I have a lot of admiration for Marvel using these shows as a testing ground for unique storytelling, and not just making them bite-sized versions of their movies. Well, I guess Hawkeye and Winter Soldier are bite-sized versions. But three of these shows are still unique. And Moon Knight may be the most unique of all.

At the center of the story is this giant mystery. This museum worker, Marc, constantly blacks out, missing huge chunks of his life, which results in a daily routine where he’s just trying to get up to speed half the time. For example, a female co-worker asks him if they’re still on for their date Friday night. Except Marc does not remember asking this girl out.

These missing chunks of time are getting more volatile, though. Marc will find himself in the middle of a small village in a completely different country surrounded by cult-members and have no idea how he got there. When they sense Marc is an intruder, they attack him, only for Marc to black out, and when he regains consciousness, 20 people around him have been violently killed, and his hands are dripping with blood. This cult leader, Arthur, wants something Marc has, an Egyptian gold scarab (our macguffin), and he’ll do anything to get it.

The pilot is a great reminder of how influential POV (point-of-view) is to a story. Take The Bubble, for instance. The POV was 20 different characters. We saw the unfolding drama through enough eyes to get a 10,000 feet high look at what was happening.

Here, the POV is just one person, Marc. And because we’re in his head with him when these chunks of time keep disappearing, we feel the same fear he does. I remember, at one point, literally wondering, “Good God. Is this what being crazy feels like? Where you’re a slave to this illogical sequence of events that are constantly changing?” I don’t have that feeling without Marc’s singular POV.
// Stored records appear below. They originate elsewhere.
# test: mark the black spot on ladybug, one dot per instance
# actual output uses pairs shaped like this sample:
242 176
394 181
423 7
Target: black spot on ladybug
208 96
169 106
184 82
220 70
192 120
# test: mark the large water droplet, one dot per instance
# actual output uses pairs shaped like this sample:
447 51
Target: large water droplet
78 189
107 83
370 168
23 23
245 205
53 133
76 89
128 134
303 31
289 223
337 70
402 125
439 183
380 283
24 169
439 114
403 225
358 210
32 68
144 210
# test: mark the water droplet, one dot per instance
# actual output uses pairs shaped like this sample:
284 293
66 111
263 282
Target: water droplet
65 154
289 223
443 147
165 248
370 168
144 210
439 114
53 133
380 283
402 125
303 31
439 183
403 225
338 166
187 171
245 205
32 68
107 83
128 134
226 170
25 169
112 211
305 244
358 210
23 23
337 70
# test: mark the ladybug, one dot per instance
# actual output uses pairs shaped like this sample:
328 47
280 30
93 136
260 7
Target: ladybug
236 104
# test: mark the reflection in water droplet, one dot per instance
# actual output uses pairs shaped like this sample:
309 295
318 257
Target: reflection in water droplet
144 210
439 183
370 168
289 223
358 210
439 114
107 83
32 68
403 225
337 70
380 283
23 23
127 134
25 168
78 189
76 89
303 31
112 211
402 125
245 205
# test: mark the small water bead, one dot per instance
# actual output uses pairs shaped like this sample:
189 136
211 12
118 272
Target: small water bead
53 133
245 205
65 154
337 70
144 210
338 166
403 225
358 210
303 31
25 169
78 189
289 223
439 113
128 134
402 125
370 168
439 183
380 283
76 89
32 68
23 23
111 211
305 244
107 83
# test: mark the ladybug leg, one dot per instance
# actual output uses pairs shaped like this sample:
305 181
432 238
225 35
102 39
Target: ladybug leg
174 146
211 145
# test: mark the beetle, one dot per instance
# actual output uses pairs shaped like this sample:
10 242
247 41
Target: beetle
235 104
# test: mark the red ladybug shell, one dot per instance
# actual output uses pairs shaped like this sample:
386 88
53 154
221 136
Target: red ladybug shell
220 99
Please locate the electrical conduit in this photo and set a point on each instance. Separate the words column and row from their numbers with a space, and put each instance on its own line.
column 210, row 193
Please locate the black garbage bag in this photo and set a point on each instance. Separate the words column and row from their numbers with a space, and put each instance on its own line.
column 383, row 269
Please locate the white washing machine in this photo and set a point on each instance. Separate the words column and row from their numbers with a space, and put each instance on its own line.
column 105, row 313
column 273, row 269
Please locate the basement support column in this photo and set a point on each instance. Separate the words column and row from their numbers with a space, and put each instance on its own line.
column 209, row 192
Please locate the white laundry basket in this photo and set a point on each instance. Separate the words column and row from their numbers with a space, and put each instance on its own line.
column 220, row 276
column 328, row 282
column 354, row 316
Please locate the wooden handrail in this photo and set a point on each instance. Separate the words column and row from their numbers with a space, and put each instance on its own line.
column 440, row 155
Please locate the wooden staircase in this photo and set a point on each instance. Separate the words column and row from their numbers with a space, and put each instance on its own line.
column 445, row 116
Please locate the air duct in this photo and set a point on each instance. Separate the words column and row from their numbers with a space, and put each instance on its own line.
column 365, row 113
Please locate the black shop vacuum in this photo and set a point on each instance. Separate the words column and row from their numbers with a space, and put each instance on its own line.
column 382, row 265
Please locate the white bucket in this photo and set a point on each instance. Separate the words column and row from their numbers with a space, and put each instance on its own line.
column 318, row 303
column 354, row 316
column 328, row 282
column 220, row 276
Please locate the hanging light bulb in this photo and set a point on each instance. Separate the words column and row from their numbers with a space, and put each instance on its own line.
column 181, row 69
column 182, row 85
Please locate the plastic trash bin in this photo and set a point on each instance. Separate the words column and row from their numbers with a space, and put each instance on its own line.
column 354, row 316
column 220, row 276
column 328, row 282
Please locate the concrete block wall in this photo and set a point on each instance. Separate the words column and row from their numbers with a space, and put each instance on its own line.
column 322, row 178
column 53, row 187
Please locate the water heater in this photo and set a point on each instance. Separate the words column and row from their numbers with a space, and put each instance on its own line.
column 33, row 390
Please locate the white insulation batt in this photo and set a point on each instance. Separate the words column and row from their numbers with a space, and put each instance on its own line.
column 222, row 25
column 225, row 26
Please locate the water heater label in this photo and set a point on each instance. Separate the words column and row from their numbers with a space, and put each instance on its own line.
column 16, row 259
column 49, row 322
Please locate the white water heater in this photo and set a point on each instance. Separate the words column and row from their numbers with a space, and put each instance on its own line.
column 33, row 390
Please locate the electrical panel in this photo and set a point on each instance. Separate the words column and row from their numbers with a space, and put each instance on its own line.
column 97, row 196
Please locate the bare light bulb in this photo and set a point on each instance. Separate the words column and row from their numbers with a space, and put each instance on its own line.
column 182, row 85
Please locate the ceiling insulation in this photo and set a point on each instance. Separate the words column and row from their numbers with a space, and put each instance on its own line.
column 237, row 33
Imagine if Moon Knight was told like The Bubble, where we saw Marc’s situation through ten other people. All that fear would be gone. Cause we’d know exactly what was happening. So POV is something every writer should consider when writing a script. WHO has the POV and HOW MANY people have the POV will have a dramatic effect on character, plot, theme, how you build suspense, where you find your conflict, everything.

The question will be, can Moon Knight keep its death-defying pace up? Presumably, our main mystery will be solved going forward. They already kind of answer it at the end of this episode. So will they simply move the mystery over to his Egyptian roots and what this Arthur villain is after? Or will they just have Moon Knight solving crime, a la Batman?

It’d be a shame if that were the case but this has been my issue with the 6-8 episode format, in general. It’s not quite a TV show. It’s not quite a movie. So nobody really knows what to do with it. We’re in that experimental phase and, so far, I’m not sure I’d call the phase a success. The only high-profile show I’ve seen nail it so far has been Peacemaker.

But I’m rooting for Moon Knight. It’s probably one of the coolest superhero costumes I’ve ever seen. And who doesn’t want to see more Oscar Isaac? Have you seen either Moon Knight or The Bubble? Let me know what you think!